You probably also hear countless stories on the nightly news about small businesses pivoting toward alternate goods. Family-owned Steele Canvas has been around since 1921 manufacturing canvas-and-steel storage carts for tools and construction. In August, it was able to avoid furloughing its 70 employees by repurposing its manufacturing lines to produce masks. This is how a small business changes the playing field its favor.
Another inherent strength small businesses can tap into is scalable communications. With a relatively small workforce, it’s much easier to present like a big business on the phone on a much smaller budget. Services such as YouMail Small Business help keep small businesses afloat by making the gargantuan task of professional communications manageable. When seeking out an agile small business phone service, make sure it checks these boxes:
- Plenty of storage — YouMail Small Business allows storage of up to 25,000 messages. Retaining access to a massive archive of voicemail messages is invaluable record-keeping that might be otherwise impossible even on a big budget.
- Unlimited transcriptions — All those voicemails in your archive become far easier to manage and search when they are automatically transcribed upon receipt. Think of this like an email archive, except for phone calls.
- Unified alerts — Instead of jumping from service to service, you can expedite and streamline all communications alerts into one central location. Paired with unlimited SMS replies, the convenience is unbeatable.

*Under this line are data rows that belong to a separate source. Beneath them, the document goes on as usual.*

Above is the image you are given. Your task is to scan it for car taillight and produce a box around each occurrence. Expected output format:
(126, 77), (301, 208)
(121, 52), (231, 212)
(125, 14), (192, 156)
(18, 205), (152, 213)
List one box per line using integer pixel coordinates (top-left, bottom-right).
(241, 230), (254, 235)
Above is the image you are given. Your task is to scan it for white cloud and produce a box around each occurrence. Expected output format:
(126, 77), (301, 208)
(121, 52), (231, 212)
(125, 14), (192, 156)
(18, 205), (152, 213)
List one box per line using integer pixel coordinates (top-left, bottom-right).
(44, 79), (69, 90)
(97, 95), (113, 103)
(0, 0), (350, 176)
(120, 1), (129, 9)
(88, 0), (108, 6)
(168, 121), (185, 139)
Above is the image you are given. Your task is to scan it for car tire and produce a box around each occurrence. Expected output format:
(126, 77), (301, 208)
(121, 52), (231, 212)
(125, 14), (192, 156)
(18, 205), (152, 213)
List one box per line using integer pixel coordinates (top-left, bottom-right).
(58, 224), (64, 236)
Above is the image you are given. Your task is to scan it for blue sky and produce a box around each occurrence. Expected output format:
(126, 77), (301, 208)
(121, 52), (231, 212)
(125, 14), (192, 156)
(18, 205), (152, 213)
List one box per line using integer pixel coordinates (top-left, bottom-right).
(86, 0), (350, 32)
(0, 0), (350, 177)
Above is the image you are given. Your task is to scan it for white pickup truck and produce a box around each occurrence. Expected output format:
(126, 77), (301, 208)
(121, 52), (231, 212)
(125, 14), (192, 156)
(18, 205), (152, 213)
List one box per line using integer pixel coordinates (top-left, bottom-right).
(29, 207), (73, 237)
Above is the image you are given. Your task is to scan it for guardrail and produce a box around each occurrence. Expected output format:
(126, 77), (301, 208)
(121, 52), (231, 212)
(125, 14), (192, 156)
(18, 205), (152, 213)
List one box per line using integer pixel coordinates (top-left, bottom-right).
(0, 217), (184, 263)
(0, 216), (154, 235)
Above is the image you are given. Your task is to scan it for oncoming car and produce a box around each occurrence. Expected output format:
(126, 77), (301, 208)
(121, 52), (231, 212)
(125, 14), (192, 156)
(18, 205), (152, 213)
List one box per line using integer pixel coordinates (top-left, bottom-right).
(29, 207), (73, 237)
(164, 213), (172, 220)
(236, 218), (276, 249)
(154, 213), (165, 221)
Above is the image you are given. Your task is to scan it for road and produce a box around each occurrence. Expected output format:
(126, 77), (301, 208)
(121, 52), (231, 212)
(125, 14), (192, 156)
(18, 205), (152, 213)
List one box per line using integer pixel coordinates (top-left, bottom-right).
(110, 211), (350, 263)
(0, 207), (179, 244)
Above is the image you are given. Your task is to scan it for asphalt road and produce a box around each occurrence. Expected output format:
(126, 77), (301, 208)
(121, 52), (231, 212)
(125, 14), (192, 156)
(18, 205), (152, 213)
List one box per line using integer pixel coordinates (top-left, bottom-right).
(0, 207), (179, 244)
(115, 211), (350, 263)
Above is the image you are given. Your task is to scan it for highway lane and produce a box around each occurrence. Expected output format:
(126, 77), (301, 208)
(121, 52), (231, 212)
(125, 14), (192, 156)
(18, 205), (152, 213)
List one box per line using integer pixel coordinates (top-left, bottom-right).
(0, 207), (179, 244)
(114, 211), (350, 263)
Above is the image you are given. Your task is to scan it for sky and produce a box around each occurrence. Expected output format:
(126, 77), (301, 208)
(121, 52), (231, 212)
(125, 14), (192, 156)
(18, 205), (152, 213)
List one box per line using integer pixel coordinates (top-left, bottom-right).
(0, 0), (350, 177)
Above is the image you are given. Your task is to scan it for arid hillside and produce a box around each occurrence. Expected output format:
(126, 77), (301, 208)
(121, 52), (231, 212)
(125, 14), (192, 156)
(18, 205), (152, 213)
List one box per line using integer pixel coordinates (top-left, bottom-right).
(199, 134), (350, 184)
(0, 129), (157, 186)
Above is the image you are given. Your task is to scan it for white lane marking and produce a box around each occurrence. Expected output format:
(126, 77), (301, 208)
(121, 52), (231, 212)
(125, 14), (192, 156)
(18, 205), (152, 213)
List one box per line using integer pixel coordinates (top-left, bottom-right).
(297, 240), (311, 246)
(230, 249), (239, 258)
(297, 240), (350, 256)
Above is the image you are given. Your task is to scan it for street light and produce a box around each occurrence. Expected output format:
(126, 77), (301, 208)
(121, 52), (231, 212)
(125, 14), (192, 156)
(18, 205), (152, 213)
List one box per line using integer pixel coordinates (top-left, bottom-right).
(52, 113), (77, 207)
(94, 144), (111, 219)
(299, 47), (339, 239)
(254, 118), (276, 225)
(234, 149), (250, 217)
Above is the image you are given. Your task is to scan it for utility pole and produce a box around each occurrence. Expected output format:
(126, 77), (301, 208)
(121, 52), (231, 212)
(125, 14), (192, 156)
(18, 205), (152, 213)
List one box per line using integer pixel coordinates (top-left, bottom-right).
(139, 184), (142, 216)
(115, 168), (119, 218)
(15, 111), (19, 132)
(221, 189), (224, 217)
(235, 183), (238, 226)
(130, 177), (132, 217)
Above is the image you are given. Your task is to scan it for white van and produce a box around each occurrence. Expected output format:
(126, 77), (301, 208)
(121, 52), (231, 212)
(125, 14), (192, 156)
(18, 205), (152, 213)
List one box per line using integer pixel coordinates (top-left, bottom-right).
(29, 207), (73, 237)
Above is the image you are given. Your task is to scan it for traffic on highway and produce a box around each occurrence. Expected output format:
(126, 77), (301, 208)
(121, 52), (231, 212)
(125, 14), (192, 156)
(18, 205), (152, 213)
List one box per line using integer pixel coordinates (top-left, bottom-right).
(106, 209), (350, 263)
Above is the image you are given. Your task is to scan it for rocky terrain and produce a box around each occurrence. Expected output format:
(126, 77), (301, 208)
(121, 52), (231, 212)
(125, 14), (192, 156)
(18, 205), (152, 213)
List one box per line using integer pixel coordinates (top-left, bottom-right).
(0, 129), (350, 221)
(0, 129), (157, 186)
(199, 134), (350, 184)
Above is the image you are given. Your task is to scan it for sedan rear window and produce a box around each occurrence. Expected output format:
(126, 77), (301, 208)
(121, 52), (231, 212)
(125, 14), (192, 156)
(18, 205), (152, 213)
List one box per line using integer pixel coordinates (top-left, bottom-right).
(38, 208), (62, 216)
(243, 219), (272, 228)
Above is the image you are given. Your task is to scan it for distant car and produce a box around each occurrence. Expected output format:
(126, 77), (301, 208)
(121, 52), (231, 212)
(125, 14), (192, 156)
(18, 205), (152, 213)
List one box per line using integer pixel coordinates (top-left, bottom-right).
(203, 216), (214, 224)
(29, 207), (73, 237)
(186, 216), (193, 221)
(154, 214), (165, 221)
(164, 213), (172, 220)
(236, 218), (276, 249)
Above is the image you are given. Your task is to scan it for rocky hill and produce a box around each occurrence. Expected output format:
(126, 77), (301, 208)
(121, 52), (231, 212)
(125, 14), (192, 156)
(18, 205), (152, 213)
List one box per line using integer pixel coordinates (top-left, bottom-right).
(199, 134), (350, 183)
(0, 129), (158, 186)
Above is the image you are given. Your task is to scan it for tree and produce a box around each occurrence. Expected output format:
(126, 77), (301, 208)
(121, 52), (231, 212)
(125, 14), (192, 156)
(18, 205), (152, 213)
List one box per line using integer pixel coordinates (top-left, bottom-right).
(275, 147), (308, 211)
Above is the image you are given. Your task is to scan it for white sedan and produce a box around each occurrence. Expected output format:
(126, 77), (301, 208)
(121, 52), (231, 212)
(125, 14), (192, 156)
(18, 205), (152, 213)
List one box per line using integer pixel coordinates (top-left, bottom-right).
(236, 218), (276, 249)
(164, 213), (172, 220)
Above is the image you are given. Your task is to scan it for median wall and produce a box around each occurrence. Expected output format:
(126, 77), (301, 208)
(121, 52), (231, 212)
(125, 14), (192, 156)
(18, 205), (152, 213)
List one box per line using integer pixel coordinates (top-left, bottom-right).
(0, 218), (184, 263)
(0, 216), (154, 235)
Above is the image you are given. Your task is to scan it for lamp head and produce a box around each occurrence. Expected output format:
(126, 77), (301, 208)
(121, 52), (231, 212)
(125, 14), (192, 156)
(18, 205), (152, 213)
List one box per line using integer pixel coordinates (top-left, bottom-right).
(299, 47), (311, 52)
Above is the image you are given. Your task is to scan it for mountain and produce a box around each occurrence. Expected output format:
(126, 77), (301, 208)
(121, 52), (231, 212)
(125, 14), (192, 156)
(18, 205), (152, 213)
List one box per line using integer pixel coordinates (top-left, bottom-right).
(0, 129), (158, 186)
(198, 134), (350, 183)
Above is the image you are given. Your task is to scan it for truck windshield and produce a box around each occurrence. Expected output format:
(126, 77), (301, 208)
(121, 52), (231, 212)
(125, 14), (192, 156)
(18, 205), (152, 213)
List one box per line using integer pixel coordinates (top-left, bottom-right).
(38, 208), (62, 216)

- Conferencing — Let’s face it, remote conferencing became huge in 2020. You have to be accessible for conferences to stay in the game. YouMail Small Business allows up to 10 participants no matter if your conference table is in the office or in your dining room.
- Auto-Attendant — In absence of a full-time receptionist to route calls, auto-attendant allows callers to navigate phone menus on their own. This is no longer a feature reserved just for big businesses with big budgets.
- And more — Robocall blocking, auto-forwarding, auto-replies, personalized smart greetings, premium support, and more are all part of the YouMail Small Business package at rates suited for small businesses attempting to survive and thrive extraordinary circumstances.
How has your small business survived 2020 where other Goliaths have failed? Leave a reply and let us know.
5 thoughts on “Using Your Small Business Advantage Versus Goliath”
How to make your business seem big could be a challenge but leaves a good impression to first time customers
Thank you for sharing these brilliant marketing ideas. An addition to the list is outsourcing the work to a virtual assistant.
Thanks for sharing this useful information! Hope that you will continue with the kind of stuff you are doing.
Nice article! Thanks for sharing this informative post. Keep posting!
97% of consumers look for local goods and services online. When your target clients are searching for what you have to offer or not, having a strong online presence makes it simple for them to find you.